Boston, MA., May 28, 2009 – Satcon, a provider of utility scale distributed power products, was selected to power La Ola, a solar photovoltaic (PV) farm and micro grid on the island of Lana’i in Hawaii.
The 1.2 MW installation sits on a 10-acre site in south Lana’i and is the first solar photovoltaic power plant to be controlled remotely by a utility, the Maui Electric Company.
The micro grid developed, coordinated and operated by Lanai Sustainability Research, through its managing member, Castle & Cooke Solar Management, and designed and built by California-based SunPower, is expected to produce enough solar energy to supply up to 30 percent of the island’s electric demand, according to a press release.
The installation uses Satcon’s Solstice micro grid solution, combined with SunPower’s solar tracking system.
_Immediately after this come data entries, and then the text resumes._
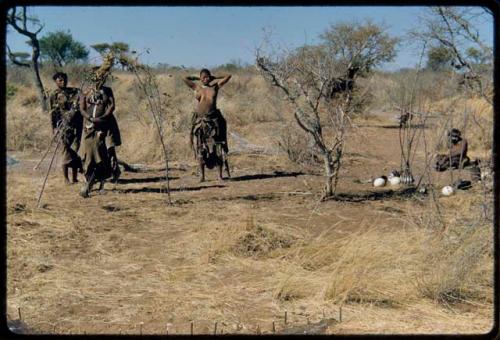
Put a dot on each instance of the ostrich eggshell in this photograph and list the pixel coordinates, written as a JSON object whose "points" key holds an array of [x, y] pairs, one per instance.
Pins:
{"points": [[379, 182], [395, 180], [447, 190]]}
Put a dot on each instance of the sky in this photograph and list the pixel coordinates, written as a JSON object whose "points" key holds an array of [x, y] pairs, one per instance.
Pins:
{"points": [[207, 36]]}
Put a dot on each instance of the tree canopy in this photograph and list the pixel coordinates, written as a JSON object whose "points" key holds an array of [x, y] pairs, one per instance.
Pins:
{"points": [[61, 49]]}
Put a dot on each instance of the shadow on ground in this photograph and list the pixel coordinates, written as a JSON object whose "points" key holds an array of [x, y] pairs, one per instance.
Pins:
{"points": [[144, 180], [164, 191], [406, 193], [275, 174]]}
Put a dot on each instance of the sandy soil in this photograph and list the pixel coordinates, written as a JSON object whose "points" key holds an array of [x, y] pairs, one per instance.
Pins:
{"points": [[124, 261]]}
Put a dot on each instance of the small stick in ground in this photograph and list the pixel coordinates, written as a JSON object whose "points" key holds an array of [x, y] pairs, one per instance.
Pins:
{"points": [[47, 174]]}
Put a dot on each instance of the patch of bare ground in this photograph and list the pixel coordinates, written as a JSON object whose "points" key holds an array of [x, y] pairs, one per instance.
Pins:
{"points": [[247, 251]]}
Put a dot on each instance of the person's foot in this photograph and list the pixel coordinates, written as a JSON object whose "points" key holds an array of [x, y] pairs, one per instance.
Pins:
{"points": [[84, 192]]}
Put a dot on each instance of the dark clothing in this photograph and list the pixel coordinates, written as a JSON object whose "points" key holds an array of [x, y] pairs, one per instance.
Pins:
{"points": [[65, 115], [455, 159], [95, 156], [210, 132]]}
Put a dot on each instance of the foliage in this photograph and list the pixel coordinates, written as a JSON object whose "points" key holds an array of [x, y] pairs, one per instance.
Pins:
{"points": [[319, 81], [115, 47], [439, 58], [61, 49], [10, 91]]}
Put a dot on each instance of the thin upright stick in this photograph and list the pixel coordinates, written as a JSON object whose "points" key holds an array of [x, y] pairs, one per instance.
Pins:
{"points": [[47, 175], [47, 151], [153, 108]]}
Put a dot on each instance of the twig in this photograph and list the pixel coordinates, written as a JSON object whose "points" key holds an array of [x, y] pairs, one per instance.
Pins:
{"points": [[48, 149], [47, 175]]}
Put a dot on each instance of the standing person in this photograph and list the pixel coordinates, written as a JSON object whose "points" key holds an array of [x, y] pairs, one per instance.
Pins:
{"points": [[208, 125], [67, 121], [457, 153], [97, 106]]}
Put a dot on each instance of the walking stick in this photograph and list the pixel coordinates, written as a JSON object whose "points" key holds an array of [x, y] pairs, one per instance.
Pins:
{"points": [[48, 171], [48, 149]]}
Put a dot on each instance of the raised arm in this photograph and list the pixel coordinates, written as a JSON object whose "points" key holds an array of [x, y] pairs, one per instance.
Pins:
{"points": [[190, 81], [83, 106], [110, 108], [224, 80]]}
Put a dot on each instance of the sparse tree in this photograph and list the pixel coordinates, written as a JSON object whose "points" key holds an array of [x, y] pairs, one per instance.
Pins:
{"points": [[320, 81], [19, 20], [116, 48], [452, 29], [439, 59], [60, 48]]}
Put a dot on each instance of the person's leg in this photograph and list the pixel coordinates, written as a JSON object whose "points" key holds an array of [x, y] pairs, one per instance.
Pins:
{"points": [[113, 158], [75, 174], [219, 168], [201, 164], [226, 165], [65, 173], [89, 181]]}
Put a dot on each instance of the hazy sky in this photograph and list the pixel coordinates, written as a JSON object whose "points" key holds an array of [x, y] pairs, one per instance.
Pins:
{"points": [[210, 36]]}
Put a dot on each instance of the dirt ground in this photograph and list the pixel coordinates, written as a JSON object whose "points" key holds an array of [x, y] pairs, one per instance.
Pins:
{"points": [[124, 261]]}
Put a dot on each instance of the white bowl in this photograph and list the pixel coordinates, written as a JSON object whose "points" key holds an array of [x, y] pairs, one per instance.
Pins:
{"points": [[379, 182], [447, 190], [394, 180]]}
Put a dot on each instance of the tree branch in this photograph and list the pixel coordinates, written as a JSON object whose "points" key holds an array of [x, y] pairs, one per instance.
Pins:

These technologies will increase the energy capture of the farm by more than 500,000 kWh annually, according to the release.
The solar farm builds on the progress of Governor Lingle’s Hawaii Clean Energy Initiative; an unprecedented state partnership launched in January 2008 with the U.S. Department of Energy which aims to have 70 percent of Hawaii’s energy needs come from clean sources by 2030.
Satcon’s Solstice inverters channel renewable power into the Maui Electric Company grid, resulting in an increase of 14.4 percent of installed electric generating capacity to the island. La Ola offers an offset equivalent to burning 202,400 gallons of diesel fuel, thereby avoiding 4.5 million pounds of carbon dioxide emission annually, according to the release.